ESV vs OTU after dada2

kmz · February 13, 2020, 10:53pm

Hello,

I have a general question about ESV and OTU. Normally, I perform analysis in dada2 and assume each unique ESV corresponds to a unique species. As a sanity check, I wanted to obtain the OTU composition of my data (16s paired end sequences). I basically followed the Moving pictures tutorial and created the file table.qza (using the dada2 option).

qiime dada2 denoise-paired
--i-demultiplexed-seqs demux.qza
--o-representative-sequences rep-seqs-dada2.qza
--o-table table-dada2.qza --o-denoising-stats stats-dada2.qza
--p-trunc-len-f 0
--p-trunc-len-r 0

My reads are 151 bp long from either ends. The read quality was good, so I did not want to trim. I tried to use trunc-len to be 150 for both forward and reverse, but even after 24h the code wasn't completed. So, I changed it to 0.

After this, I did:

qiime feature-table summarize
--i-table table.qza
--o-visualization table.qzv
--m-sample-metadata-file sample-metadata.tsv
qiime feature-table tabulate-seqs
--i-data rep-seqs.qza
--o-visualization rep-seqs.qzv

Next, I exported this to a feature table:

qiime tools export
--input-path table.qza
--output-path exported-feature-table

Then I changed directory to exported-feature-table and did:

biom convert -i feature-table.biom -o table.tsv --to-tsv

Now, this .tsv file has 1319 OTUs, whereas I had 1653 ESVs.

I have 2 questions:

Is what I obtained really OTU? Or did I make an error somewhere e.g. by setting trunc-len to 0?
I had thought I would obtain a much smaller number or OTUs (compared to the number of ESVs I had). While I'm happy that there was not a huge collapse, I was wondering if this is normal? (These are soil microbial communities cultured in lab)
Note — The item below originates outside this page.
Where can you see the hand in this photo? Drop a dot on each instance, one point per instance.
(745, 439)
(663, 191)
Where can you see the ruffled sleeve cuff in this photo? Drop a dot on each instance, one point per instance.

I would appreciate any thoughts.

Mehrbod_Estaki · February 13, 2020, 11:35pm

Hi @kmz,
First, just a note on the terminology so we are on the same page, when you use DADA2, you obtain amplicon sequence variants (ASV) or ESVs if you want to call them, but simply exporting them out of qiime2 and converting the biom to a .tsv does not mean they are OTUs. OTUs are traditionally referred to sequence bins that have been clustered at some percent identity, typically 97%. So a 100% OTU would be like an ASV, where even a single nucleotide difference between sequences will be called a unique variant, or OTU if you will.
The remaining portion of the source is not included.